5. O SIGNIFICADO DA FAMÍLIA
Jornalistas acreditados junto da Santa Sé notaram-no desde os primeiros dias do seu pontificado e repararam que ele usava sempre o mesmo relógio. Curiosos, eles verificaram com o seu biógrafo que era um relógio que pertenceu a Maria Ratzinger, a amada irmã do Papa, que morreu em 1991. Maria era a mais velha dos irmãos Ratzinger. Desde criança, ela cuidou muito bem do seu irmão mais novo, e quando ele foi nomeado Cardeal, ela tornou-se a sua governanta na Cúria. A 2 de Novembro de 1991, no seu gesto habitual de visitar o túmulo dos seus pais, ela morreu inesperadamente. Desde então, como gesto de recordação e amor pela sua irmã, Bento XVI leva consigo o seu relógio a todo o momento.
6. AMIZADE ESPIRITUAL
Sabendo que o seu irmão Georg Ratzinger estava a viver os seus últimos dias, Bento XVI fez-lhe uma última visita de 18 a 22 de Junho de 2020. No dia 19 de Junho, na solenidade do Sagrado Coração de Jesus, os dois irmãos celebraram juntos a Missa na casa do irmão. Este morreu alguns dias mais tarde e foi enterrado a 8 de Julho em Regensburg, Alemanha. Embora Bento XVI não tenha podido participar do funeral, a sua proximidade com o seu irmão mais velho - com três anos de diferença - não foi posta em dúvida. Os dois irmãos, ordenados sacerdotes no mesmo dia, 29 de Junho de 1951, permaneceram muito próximos ao longo das suas vidas. Como o atual Arcebispo de Regensburg, Rudolf Voderholzer, recordou, os dois irmãos viram-se nove vezes nos poucos dias que passaram juntos. "Havia poucas palavras, muitos gestos de ternura e sobretudo orações ditas em conjunto", disse ele à imprensa alemã.
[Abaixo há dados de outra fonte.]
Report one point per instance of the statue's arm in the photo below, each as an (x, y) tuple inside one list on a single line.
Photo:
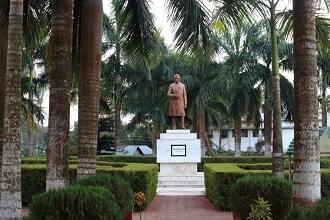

7. SENSIBILIDADE ARTÍSTICA
O piano sempre foi o passatempo preferido de Bento XVI. O Pontífice gosta particularmente de tocar Mozart. "Um carinho especial liga-me a este músico supremo. Sempre que ouço a sua música, não posso deixar de me lembrar da minha igreja paroquial, quando criança, em dias de festa, a sua Missa ressoava: senti no meu coração que um raio de beleza do Céu me tinha alcançado, e sinto sempre essa sensação", declarou a 7 de Setembro de 2010 por ocasião de um concerto dado em sua honra em Castel Gandolfo. Bento XVI também gosta de tocar outras peças, como em Les Combes, na região norte do Vale de Aosta, a 16 de Julho de 2006, durante as suas férias de Verão, onde até improvisou jazz.
8. HUMILDADE
A 11 de Fevereiro de 2013, num movimento praticamente sem precedentes na história, Bento XVI surpreendeu o mundo inteiro ao anunciar a sua renúncia à cátedra de Pedro. Em total liberdade, decidiu terminar o seu pontificado, enquanto que até então isso tinha se dado com a morte do Papa. Um acontecimento histórico que deixou muitas perguntas. "Demasiado cansado, por isso deixei o ministério petrino", respondeu ele numa entrevista ao La Repubblica três anos mais tarde, na quarta-feira 24 de Agosto de 2016. Obviamente era o envelhecimento: "Em 2013, haveria muitos compromissos, incluindo a JMJ no Rio de Janeiro, que eu já não pensava poder cumprir", acrescentou, explicando que a sua renúncia era apenas um gesto de humildade e responsabilidade.
9. SIMPLICIDADE
Tal como a sua partida após renunciar à cátedra de Pedro a 28 de Fevereiro de 2013, o seu aniversário não é objeto de qualquer cerimónia. Janta, cumprimenta o pessoal de serviço da maneira mais normal e depois retira-se para a capela para rezar - a sua simplicidade é visível em todas as situações. A única exceção foi no seu 90º aniversário, a 17 de Abril de 2017, quando celebrou com um pequeno círculo de amigos, incluindo o seu irmão Georg, tomando uma cerveja. "Estou consciente dos limites da minha pessoa e das minhas capacidades", disse ele no primeiro dia do seu pontificado, acrescentando que queria cumprir a sua missão "com a ajuda da Igreja e do povo".
10. DISCRIÇÃO
"A sua forma de viver os seus últimos anos corresponde ao que tinha anunciado: desde a sua renúncia, Bento XVI tem vivido o seu serviço de acompanhamento da vida da Igreja e de solidariedade com o seu sucessor em oração e com extrema discrição". Isto foi declarado pelo Padre Lombardi Federico, o seu antigo porta-voz, numa entrevista à Rádio Vaticano em 2017. Bento XVI leva uma vida monástica e nunca deixa o Vaticano. A única excepção (para além de uma visita ao seu irmão doente na Alemanha) foi uma viagem a Castel Gandolfo, a residência papal de Verão, a 25 de Julho de 2019, onde rezou o terço nos caminhos dos seus jardins.